It is obvious that to propose a problem better, one has to illustrate the problem well. RL generalization, as the survey indicated, is a class of problems. And here, we show two benchmark environments and their common experiment settings.
Procgen
Following Coinrun, OpenAI’s team proposed a new testing environment called procgen. Consisting of 16 games, the Procgen provides a convenient way to generate environments procedurally that share the same underlying logic and reward but are different in layout and rendering. All 16 games share the discrete action space of size 15 and 64x64x3 RGB observation.
To master any one of these environments, agents must learn a policy that is robust across all axes of variation.
In 2.2 of the paper, an experiment protocol is introduced. The authors chose PPO as the default algorithm. For hard mode Procgen, PPO is trained for 200M timesteps, while the 25M timesteps in easy mode are much less expensive in terms of GPU hours.

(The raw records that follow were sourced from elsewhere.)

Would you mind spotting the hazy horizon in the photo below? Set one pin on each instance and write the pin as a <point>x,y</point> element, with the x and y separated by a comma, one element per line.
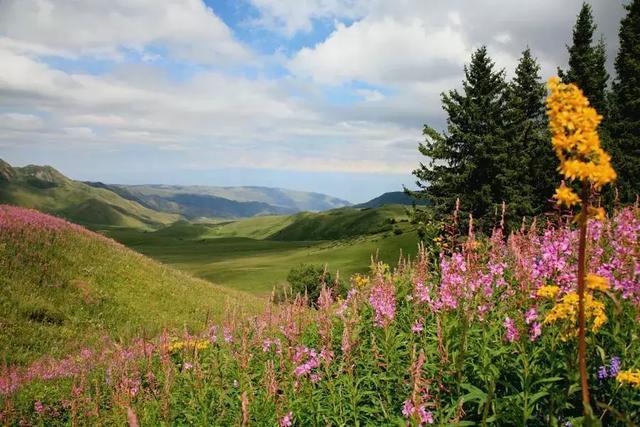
<point>316,96</point>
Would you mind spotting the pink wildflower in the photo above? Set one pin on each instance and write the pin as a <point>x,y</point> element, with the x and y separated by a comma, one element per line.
<point>512,332</point>
<point>287,420</point>
<point>383,301</point>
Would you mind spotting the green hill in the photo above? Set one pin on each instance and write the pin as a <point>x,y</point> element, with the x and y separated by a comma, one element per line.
<point>63,287</point>
<point>197,201</point>
<point>392,198</point>
<point>341,223</point>
<point>46,189</point>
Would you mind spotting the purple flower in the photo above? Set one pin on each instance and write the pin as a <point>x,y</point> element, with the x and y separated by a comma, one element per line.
<point>408,409</point>
<point>531,315</point>
<point>535,331</point>
<point>383,301</point>
<point>287,420</point>
<point>614,367</point>
<point>602,373</point>
<point>512,332</point>
<point>417,327</point>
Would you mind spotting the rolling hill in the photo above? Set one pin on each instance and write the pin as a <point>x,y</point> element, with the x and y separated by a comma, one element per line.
<point>46,189</point>
<point>63,287</point>
<point>197,201</point>
<point>340,223</point>
<point>392,198</point>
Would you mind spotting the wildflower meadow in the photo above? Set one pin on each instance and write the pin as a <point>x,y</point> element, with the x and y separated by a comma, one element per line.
<point>535,327</point>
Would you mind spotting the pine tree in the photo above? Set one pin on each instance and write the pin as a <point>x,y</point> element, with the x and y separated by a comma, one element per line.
<point>624,125</point>
<point>532,161</point>
<point>467,161</point>
<point>587,61</point>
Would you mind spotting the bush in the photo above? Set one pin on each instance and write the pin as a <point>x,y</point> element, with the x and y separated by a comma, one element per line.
<point>308,279</point>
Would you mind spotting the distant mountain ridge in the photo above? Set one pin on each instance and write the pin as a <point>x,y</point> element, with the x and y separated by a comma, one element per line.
<point>46,189</point>
<point>195,201</point>
<point>147,206</point>
<point>392,198</point>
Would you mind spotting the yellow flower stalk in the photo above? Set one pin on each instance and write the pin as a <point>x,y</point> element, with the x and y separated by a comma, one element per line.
<point>549,291</point>
<point>629,377</point>
<point>574,128</point>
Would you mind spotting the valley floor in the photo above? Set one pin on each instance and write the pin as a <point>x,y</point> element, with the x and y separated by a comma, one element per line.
<point>256,265</point>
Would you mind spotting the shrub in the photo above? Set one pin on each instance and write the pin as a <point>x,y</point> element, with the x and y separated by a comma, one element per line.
<point>308,279</point>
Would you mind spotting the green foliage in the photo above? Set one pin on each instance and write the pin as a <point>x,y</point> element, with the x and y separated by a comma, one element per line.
<point>532,163</point>
<point>60,291</point>
<point>467,162</point>
<point>587,61</point>
<point>624,124</point>
<point>308,279</point>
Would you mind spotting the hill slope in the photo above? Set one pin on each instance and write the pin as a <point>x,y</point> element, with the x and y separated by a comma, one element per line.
<point>392,198</point>
<point>46,189</point>
<point>63,287</point>
<point>224,202</point>
<point>340,223</point>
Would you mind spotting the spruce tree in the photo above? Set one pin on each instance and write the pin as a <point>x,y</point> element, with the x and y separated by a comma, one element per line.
<point>587,61</point>
<point>467,160</point>
<point>625,116</point>
<point>532,163</point>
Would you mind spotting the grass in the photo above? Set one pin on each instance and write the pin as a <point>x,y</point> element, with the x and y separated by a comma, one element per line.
<point>64,288</point>
<point>257,265</point>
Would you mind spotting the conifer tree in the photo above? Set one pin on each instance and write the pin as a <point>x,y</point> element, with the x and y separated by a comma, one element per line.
<point>467,160</point>
<point>532,161</point>
<point>587,61</point>
<point>625,116</point>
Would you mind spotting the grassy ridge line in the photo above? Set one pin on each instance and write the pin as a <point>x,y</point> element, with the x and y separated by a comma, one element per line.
<point>255,265</point>
<point>46,189</point>
<point>64,288</point>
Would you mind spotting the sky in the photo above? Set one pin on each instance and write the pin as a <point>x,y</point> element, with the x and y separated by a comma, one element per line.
<point>317,95</point>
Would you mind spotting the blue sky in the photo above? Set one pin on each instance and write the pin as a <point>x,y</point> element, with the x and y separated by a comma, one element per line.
<point>320,95</point>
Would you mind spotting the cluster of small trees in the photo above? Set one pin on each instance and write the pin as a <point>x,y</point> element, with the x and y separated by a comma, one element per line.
<point>496,147</point>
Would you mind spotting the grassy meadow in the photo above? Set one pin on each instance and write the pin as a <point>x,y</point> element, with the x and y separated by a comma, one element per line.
<point>255,254</point>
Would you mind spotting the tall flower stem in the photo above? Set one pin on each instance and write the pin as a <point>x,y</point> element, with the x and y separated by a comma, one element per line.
<point>582,344</point>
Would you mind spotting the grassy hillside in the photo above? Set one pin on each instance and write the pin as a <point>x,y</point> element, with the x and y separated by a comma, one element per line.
<point>46,189</point>
<point>341,223</point>
<point>236,254</point>
<point>63,287</point>
<point>224,202</point>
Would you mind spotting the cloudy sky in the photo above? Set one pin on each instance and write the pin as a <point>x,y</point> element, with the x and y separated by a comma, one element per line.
<point>321,95</point>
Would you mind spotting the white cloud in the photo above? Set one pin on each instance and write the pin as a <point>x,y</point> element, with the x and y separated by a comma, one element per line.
<point>187,28</point>
<point>382,51</point>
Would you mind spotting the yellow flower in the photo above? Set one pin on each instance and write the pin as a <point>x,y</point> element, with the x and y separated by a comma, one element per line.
<point>575,138</point>
<point>359,280</point>
<point>629,377</point>
<point>567,310</point>
<point>565,196</point>
<point>179,345</point>
<point>596,283</point>
<point>549,291</point>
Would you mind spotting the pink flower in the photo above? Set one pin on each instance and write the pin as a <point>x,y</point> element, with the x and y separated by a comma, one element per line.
<point>417,326</point>
<point>287,420</point>
<point>535,332</point>
<point>512,332</point>
<point>383,302</point>
<point>531,315</point>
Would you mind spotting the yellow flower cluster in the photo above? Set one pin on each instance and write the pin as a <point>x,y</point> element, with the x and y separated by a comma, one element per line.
<point>596,283</point>
<point>565,196</point>
<point>575,139</point>
<point>629,377</point>
<point>567,308</point>
<point>549,291</point>
<point>179,345</point>
<point>360,280</point>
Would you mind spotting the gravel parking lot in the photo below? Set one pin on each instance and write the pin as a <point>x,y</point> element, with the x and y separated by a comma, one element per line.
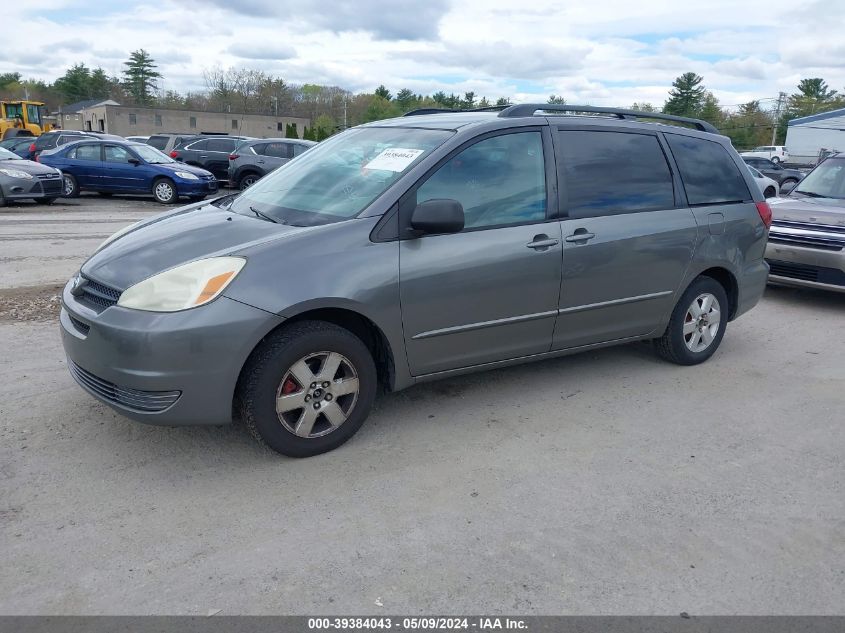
<point>609,482</point>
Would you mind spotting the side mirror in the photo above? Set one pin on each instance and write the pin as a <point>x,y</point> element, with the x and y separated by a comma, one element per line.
<point>438,216</point>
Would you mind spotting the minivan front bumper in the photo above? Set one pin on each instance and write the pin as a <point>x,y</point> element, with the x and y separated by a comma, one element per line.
<point>177,368</point>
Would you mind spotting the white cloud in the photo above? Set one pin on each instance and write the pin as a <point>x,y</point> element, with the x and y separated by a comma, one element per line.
<point>609,53</point>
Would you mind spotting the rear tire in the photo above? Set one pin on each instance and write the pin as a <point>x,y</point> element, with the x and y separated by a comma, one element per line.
<point>70,188</point>
<point>307,388</point>
<point>164,191</point>
<point>697,324</point>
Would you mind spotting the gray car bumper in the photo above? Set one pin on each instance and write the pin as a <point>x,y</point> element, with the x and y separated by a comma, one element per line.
<point>175,368</point>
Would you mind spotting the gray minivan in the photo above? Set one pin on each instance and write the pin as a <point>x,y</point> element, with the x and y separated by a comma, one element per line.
<point>416,249</point>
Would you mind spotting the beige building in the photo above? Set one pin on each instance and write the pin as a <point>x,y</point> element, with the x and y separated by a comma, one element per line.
<point>134,121</point>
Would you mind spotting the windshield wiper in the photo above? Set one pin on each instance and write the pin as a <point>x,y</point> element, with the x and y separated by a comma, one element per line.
<point>263,216</point>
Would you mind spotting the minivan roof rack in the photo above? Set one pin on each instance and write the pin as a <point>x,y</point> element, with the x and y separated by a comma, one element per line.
<point>420,111</point>
<point>528,109</point>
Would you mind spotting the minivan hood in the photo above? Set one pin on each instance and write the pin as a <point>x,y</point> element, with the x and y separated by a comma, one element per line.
<point>28,166</point>
<point>829,211</point>
<point>177,237</point>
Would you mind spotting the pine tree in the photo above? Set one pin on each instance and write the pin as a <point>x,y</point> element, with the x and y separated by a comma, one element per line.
<point>140,76</point>
<point>686,97</point>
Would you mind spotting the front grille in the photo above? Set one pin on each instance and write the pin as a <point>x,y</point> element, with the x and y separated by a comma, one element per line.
<point>807,272</point>
<point>819,236</point>
<point>99,295</point>
<point>79,325</point>
<point>133,399</point>
<point>794,271</point>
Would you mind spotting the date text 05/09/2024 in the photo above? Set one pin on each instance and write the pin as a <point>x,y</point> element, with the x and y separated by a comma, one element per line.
<point>418,623</point>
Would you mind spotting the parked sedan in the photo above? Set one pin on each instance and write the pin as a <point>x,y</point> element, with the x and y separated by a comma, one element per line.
<point>254,159</point>
<point>18,145</point>
<point>807,239</point>
<point>768,186</point>
<point>773,170</point>
<point>109,167</point>
<point>211,153</point>
<point>23,179</point>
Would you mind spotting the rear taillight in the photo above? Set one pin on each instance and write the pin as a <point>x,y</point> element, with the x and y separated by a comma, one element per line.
<point>765,212</point>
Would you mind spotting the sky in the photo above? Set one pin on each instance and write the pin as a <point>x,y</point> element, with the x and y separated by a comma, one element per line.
<point>608,52</point>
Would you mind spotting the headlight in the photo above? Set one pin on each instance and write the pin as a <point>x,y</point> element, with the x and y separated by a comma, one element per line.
<point>16,173</point>
<point>113,237</point>
<point>183,287</point>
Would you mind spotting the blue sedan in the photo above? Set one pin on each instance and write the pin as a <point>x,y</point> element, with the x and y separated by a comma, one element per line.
<point>109,167</point>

Procgen can be used to test sample efficiency and generalization ability.
When evaluating generalization, we train on a finite set of levels, and we test on the full distribution of levels. Unless otherwise specified, we use a training set of 500 levels to evaluate generalization in each environment. For easy difficulty environments, we recommend using training sets of 200 levels.

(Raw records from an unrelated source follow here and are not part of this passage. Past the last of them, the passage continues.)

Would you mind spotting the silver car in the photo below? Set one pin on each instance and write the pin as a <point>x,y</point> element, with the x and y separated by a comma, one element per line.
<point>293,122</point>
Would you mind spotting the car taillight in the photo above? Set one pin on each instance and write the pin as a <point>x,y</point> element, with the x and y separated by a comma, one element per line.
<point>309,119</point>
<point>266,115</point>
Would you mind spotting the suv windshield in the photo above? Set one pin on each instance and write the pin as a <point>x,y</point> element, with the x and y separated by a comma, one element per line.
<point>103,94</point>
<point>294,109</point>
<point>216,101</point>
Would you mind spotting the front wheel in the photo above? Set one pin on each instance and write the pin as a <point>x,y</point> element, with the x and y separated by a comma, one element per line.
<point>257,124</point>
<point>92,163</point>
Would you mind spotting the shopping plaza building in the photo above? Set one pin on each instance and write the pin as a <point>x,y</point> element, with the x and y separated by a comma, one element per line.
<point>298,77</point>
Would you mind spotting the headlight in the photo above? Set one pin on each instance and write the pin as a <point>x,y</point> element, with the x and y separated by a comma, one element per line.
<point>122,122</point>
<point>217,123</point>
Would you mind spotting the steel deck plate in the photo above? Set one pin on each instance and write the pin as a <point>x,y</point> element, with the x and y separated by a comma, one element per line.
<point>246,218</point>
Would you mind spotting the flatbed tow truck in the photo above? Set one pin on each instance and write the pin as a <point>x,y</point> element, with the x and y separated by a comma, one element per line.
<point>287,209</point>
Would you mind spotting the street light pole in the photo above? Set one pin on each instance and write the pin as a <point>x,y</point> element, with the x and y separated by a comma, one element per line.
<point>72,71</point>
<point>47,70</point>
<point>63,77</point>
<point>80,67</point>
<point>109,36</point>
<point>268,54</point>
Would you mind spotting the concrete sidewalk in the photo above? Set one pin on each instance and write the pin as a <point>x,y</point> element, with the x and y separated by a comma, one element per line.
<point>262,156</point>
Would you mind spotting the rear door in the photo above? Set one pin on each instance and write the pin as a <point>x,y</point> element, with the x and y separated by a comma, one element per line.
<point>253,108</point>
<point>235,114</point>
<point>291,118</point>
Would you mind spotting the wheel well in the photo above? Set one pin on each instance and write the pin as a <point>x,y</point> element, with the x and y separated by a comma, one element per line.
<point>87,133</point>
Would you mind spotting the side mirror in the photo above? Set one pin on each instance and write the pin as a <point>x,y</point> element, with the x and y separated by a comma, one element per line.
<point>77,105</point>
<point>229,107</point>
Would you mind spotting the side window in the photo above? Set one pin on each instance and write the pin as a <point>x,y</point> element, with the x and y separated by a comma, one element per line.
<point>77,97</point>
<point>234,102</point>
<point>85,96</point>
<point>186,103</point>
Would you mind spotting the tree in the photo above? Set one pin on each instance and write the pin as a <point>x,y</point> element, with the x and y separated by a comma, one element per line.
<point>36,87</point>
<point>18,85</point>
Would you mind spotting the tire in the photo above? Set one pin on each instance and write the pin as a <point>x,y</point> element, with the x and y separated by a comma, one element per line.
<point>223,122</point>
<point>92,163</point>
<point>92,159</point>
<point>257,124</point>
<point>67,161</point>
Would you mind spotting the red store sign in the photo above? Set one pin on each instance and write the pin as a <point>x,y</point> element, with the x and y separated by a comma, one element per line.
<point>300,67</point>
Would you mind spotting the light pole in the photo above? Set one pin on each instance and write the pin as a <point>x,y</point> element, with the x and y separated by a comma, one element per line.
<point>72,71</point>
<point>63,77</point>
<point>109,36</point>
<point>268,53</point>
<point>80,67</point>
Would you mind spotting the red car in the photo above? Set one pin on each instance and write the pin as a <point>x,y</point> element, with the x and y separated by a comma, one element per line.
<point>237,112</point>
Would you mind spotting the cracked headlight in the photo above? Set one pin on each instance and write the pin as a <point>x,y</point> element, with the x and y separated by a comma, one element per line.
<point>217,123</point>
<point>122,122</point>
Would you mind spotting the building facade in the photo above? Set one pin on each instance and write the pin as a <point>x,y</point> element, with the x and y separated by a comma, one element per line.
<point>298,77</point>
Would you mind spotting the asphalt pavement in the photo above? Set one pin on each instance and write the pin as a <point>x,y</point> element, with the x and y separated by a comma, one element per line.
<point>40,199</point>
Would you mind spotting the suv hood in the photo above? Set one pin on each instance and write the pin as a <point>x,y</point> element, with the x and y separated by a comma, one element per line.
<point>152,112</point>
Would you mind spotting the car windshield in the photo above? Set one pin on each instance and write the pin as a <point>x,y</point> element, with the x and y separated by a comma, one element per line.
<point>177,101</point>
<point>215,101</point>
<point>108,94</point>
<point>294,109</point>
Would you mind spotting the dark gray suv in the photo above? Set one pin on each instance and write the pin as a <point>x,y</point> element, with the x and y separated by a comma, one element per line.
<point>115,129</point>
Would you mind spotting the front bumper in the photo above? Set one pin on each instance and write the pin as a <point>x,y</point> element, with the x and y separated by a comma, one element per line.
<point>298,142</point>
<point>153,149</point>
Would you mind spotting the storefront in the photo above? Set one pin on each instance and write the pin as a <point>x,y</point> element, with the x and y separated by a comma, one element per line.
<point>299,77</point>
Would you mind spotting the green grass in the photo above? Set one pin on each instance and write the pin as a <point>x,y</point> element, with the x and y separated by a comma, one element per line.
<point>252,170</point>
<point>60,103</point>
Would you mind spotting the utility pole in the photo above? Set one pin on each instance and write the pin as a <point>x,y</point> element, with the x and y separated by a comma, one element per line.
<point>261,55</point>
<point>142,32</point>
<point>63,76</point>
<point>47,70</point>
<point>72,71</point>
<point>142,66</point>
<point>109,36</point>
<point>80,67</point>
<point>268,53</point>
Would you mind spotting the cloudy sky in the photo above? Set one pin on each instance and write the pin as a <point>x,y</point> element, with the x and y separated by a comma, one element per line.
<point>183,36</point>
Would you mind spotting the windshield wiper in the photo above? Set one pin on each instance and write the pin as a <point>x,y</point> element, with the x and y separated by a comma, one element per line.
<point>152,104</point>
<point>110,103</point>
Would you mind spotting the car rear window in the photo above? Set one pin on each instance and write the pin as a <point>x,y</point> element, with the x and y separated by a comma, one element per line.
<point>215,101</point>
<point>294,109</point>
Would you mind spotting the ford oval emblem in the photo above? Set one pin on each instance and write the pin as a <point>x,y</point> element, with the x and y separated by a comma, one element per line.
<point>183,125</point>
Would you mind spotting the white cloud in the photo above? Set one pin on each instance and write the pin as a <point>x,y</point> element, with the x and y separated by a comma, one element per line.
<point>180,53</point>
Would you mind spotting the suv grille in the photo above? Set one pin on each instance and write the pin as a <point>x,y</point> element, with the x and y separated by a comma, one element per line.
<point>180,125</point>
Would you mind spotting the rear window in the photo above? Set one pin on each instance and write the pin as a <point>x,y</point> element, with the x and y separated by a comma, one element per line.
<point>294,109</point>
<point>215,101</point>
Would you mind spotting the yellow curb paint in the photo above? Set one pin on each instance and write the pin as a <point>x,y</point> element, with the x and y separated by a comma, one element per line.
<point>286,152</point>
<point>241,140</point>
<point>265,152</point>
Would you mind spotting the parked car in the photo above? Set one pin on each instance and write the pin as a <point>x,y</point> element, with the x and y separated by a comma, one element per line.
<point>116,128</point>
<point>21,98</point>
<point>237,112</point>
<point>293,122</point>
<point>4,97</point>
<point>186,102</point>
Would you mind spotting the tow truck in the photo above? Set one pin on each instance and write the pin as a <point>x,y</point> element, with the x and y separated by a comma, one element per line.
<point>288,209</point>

The authors further proposed a new setting of testing generalization, 500 Level Generalization, as the easy mode setting is still costly, and 500 is the number where generalization started to take effect.
Jumping Task
Compared with Procgen, jumping task is much lighter and less complicated. It is less popular but very cheap to run. The agent can only choose to ‘jump’ or ‘move right.’ The goal is to jump over an obstacle. The position of the obstacle varies in height and horizontal position, thus requiring generalization ability.
A training set shall be chosen(commonly of size 18) and test the generalization across the full distribution of the environment. As the position of an obstacle fully determines the environment, the performance, $\frac{task\ solved}{task\ number}$, varies as the training set varies.
Question
There are other environments for testing generalization, as RL generalization is a class of problems. The question remains how do we know or define, precisely, the requirement for generalization ability of different environments? After all, the same environment with different seeds may require a little generalization, the same environment with different colors (black-white to colorful) may require more, while the DMControl Suite and Procgen require even more generalization ability.